The coronavirus presents a challenge for the — world — and United States the likes of which we haven’t seen in a generation, but one that has been warned of at least since 9/11.
As we address the acute symptoms of this crisis illness and death, but also social isolation and financial devastation we must think ahead to how we will confront future epidemics and pandemics. We already can take lessons from the tragedy of the coronavirus crisis and the coalition building it has inspired.
I hope we never see a pandemic like the coronavirus again. But experience tells us that a similar outbreak is more likely than not. It is not too soon to analyse the lessons of the current crisis, in order to be ready for the next one
First, we have clearly seen that neither our (the US) government nor our health care system was prepared for something like COVID-19. Congress can and should play a pivotal role in making sure necessary changes are made.
America has a lot of experience at just this sort of response, most notably in the national security field. After World War II, Congress passed laws that redesigned our security apparatus by establishing the National Security Council, the Joint Chiefs of Staff and the CIA.
Similarly, after 9/11, Congress passed laws that dramatically changed how the US confronts terrorism at home and abroad. The Department of Homeland Security was established to discern and secure the US against domestic and international threats.
Grappling with pandemic
These post-WWII and post-9/11 reforms are templates for grappling with pandemic. For example, the integration and information sharing that was put in place after the devastating attacks of 9/11 provides a model for how we should share information about infectious diseases domestically and with our allies.
Likewise, the role of the director of the National Counterterrorism Centre offers a model for a new position: director for combating infectious diseases.
This Centre for Combating Infectious Disease would combine analytical and operational functions, ensuring national preparedness for massive domestic and global health emergencies. It would have the authority to gather and disperse information required for a coordinated the government response.

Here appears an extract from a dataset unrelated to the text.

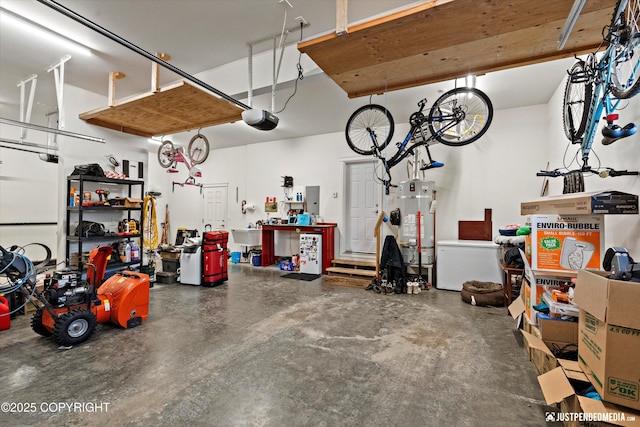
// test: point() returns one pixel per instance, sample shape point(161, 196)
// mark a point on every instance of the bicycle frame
point(602, 100)
point(404, 149)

The Centers for Disease Control and Prevention would provide it with data and expertise, but so would every other relevant national agency.
For example, among its first acts would be the creation of a constantly updated, refined and monitored disease database. It would track the inventory of personal protective equipment in the national stockpile, identify which entities in the private sector should be called upon to augment critical supplies, and set rules requiring other countries to share information in order to get information.
When there’s an outbreak, the public and government would have a single, authoritative source to go to learn symptoms of a disease, how to prevent its spread, and what to do if they feel sick. It would consolidate information regarding travel restrictions, stay-at-home orders and “essential work” directives.
In addition to this new national security center for combating disease, we must collaborate internationally to leverage resources and expertise, much as we do when confronting other global threats such as terrorism and nuclear proliferation. If we wait to prepare for the fight against disease until it shows up on our doorstep, it will be too late.
Development of antivirals and vaccines
This will call for strong diplomatic outreach to drive data sharing and actions, from disease detection to the development of antivirals and vaccines. Just as after WWI, the US and other nations established the UN with the aim of maintaining global peace and security, we need a similar global response to meet the worldwide pandemic threat.
Our outreach must include capacity-building in Africa, Latin America and Southern Asia where there are deficits in health infrastructure: funding the construction of hospitals and clinics, training health care workers and establishing ways to monitor disease patterns and track early indicators of potential outbreaks everywhere.
In our globalised world, international borders cannot contain the likes of the coronavirus. It is up to the United States to lead what must be an international effort against epidemics, helping others as they need it. This is our historical role, and it is in our national interest: We too, may eventually need help from others.
I hope we never see a pandemic like the coronavirus again. But experience tells us that a similar outbreak is more likely than not. It is not too soon to analyse the lessons of the current crisis, in order to be ready for the next one.